Something I’ve felt early on as a writer is many people want to see a single mom succeed, but they also don’t want to see her succeed too much. I don’t know if it’s a subconscious effect of the patriarchy, but a surprising amount of people get offended by a single mom earning anywhere near $100,000/year by writing online.
It’s absurd because every freelancer knows that earning so much as a self-employed or contract writer isn’t nearly the same as making that much as a legal employee with benefits. But when it comes to other people making money, it’s very easy to get emotional.
I’ve learned the hard way that I can’t care who thinks my writing sucks or even who finds it overrated. And if I took in all the (often conflicting) criticism I receive, I’d never be able to keep writing.
So please, get over the idea you need to be liked by everybody to be successful here.

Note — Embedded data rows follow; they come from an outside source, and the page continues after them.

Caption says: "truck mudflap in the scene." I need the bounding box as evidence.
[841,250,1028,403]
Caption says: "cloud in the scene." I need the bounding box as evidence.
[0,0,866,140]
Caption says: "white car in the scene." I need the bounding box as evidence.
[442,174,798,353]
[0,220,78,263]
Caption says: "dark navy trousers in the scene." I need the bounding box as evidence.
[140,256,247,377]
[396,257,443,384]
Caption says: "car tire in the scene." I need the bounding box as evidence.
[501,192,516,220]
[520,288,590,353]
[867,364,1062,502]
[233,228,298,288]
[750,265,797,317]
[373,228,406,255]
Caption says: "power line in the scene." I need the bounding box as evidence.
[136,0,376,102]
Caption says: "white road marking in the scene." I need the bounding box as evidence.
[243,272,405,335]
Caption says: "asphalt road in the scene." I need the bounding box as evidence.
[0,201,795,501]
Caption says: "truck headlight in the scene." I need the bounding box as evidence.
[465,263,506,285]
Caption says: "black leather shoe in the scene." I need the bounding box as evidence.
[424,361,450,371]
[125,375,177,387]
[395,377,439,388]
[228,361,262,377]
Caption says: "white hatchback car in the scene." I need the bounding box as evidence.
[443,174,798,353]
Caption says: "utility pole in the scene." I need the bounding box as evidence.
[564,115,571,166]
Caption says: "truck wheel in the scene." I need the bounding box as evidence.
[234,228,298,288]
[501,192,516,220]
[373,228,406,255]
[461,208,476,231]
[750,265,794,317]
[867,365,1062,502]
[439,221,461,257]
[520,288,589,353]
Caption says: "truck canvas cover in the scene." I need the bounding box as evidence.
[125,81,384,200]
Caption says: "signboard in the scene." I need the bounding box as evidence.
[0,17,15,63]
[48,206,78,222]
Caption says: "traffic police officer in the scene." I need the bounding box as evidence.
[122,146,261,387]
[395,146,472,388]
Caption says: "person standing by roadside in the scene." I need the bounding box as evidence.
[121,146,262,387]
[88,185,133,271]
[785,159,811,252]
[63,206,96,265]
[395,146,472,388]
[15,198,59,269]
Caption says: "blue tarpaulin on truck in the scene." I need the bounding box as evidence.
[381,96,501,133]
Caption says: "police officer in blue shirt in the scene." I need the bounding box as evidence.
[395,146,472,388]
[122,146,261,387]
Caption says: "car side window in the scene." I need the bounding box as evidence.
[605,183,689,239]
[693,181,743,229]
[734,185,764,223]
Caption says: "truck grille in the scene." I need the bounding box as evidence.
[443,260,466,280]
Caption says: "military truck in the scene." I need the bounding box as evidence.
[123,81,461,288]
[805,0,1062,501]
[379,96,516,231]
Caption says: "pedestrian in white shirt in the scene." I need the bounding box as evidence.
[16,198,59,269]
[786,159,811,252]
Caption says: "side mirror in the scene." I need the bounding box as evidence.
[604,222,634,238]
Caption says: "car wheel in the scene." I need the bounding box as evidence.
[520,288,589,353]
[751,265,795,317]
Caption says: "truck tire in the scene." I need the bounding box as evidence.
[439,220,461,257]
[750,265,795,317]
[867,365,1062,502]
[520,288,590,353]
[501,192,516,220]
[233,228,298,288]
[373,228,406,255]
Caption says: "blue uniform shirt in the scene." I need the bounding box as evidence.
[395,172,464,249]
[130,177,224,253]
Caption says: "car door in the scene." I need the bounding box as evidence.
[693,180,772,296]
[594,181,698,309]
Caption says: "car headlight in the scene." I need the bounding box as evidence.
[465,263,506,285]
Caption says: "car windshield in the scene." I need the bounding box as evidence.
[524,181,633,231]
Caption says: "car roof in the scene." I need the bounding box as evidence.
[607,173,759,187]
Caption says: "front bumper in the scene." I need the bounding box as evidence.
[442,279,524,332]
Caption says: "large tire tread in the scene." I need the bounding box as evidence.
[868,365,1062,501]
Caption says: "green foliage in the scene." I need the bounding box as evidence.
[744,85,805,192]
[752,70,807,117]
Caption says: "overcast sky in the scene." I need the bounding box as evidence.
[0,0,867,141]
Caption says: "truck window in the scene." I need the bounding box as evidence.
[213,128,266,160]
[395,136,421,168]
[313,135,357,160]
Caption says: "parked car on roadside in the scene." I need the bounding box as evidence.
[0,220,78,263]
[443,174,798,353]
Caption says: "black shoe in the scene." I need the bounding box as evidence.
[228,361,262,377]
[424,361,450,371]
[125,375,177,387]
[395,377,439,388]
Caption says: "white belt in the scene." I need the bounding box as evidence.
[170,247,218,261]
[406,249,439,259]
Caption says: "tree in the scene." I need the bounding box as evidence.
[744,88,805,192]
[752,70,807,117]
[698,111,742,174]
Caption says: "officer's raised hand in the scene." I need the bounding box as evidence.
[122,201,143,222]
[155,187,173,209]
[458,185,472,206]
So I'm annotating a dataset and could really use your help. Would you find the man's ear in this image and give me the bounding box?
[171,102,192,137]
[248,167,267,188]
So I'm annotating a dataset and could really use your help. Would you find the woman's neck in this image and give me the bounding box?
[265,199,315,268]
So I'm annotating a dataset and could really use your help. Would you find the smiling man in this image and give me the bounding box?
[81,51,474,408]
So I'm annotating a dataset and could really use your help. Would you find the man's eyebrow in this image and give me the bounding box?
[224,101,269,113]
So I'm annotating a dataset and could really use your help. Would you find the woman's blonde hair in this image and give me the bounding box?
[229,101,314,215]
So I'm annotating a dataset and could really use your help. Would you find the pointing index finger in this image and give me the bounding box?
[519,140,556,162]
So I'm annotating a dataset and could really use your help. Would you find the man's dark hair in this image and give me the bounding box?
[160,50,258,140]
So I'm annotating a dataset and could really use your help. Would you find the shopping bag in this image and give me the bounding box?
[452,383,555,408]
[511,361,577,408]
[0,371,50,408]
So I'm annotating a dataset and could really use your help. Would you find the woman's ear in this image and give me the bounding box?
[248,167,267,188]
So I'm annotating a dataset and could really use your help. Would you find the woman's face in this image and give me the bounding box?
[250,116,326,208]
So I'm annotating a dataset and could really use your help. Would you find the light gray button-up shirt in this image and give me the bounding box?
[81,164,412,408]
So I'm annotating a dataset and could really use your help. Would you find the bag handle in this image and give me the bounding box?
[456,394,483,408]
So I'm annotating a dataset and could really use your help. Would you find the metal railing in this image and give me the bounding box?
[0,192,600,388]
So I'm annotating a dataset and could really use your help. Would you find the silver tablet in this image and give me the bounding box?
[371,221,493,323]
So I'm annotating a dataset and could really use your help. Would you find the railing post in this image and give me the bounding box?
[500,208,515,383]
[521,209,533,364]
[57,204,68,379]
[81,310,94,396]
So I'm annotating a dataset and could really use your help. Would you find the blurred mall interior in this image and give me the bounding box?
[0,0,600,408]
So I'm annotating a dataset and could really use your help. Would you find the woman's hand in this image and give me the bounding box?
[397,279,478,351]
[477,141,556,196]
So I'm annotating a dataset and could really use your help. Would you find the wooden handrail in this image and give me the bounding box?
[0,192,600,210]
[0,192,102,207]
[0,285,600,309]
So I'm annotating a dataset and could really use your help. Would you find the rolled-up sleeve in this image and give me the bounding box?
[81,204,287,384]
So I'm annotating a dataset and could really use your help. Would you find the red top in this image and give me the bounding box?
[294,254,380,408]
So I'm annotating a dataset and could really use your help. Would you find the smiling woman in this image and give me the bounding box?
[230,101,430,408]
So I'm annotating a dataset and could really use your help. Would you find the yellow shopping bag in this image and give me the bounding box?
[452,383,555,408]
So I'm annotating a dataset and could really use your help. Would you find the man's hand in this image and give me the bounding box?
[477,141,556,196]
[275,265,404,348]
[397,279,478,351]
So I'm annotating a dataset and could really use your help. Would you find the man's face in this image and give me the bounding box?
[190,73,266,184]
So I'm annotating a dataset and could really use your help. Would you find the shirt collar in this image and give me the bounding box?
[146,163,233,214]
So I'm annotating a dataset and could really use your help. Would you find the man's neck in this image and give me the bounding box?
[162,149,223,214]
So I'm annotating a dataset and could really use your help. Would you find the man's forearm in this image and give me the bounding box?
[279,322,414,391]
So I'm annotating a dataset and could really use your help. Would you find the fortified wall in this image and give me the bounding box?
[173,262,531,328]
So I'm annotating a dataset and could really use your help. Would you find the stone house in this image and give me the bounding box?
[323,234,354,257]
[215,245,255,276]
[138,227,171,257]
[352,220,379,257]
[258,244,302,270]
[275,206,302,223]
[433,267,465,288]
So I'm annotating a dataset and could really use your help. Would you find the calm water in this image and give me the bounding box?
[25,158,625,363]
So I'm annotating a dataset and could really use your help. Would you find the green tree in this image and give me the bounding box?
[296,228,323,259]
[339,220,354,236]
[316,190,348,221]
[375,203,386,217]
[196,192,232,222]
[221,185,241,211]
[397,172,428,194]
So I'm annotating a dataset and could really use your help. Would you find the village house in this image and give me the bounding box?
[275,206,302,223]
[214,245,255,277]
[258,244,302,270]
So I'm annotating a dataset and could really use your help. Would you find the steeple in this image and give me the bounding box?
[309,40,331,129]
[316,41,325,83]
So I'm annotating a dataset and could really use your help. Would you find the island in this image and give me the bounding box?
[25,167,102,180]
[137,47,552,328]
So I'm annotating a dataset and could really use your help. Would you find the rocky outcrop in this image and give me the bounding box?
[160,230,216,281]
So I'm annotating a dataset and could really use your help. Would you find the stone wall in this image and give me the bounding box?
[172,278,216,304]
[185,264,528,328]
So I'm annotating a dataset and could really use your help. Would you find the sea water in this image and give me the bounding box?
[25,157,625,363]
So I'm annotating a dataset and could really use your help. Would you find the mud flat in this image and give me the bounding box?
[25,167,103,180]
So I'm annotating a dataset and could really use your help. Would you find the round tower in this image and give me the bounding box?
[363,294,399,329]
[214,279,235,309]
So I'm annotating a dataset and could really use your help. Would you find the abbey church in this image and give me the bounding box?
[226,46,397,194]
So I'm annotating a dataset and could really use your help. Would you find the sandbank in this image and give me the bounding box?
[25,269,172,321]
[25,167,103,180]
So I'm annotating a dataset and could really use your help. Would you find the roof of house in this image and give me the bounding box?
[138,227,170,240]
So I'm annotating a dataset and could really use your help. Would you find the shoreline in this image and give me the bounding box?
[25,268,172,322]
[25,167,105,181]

Claps aren’t paying your bills (or buying that coffee). Popularity comes with claps and comments from people who don’t actually read your stories but are hoping you’ll clap for them too.
Success happens when people read your work because they can glean something from it, not because they’re out looking for a tit for tat.
Conclusion
So there you have it. These are my thoughts and advice after two years of “making it on Medium.” These are also my thoughts after taking my time to finally adjust to the new earnings model.
I absolutely believe great financial success is possible on Medium, but you do have to be quite single-minded about the endeavor. You also have to go your own way as necessary, which means take my advice with a grain of salt. These principles work for me. Some may or may not work for you.
At the end of the day, the best thing you can do for yourself on Medium is to pay attention and learn how to forge your own path. There’s a ton of advice on the platform for writers, but it’s worth noting that some of it may never be right for you.
And that’s perfectly natural. You need to own your path.
Keep writing, and pay attention when you do.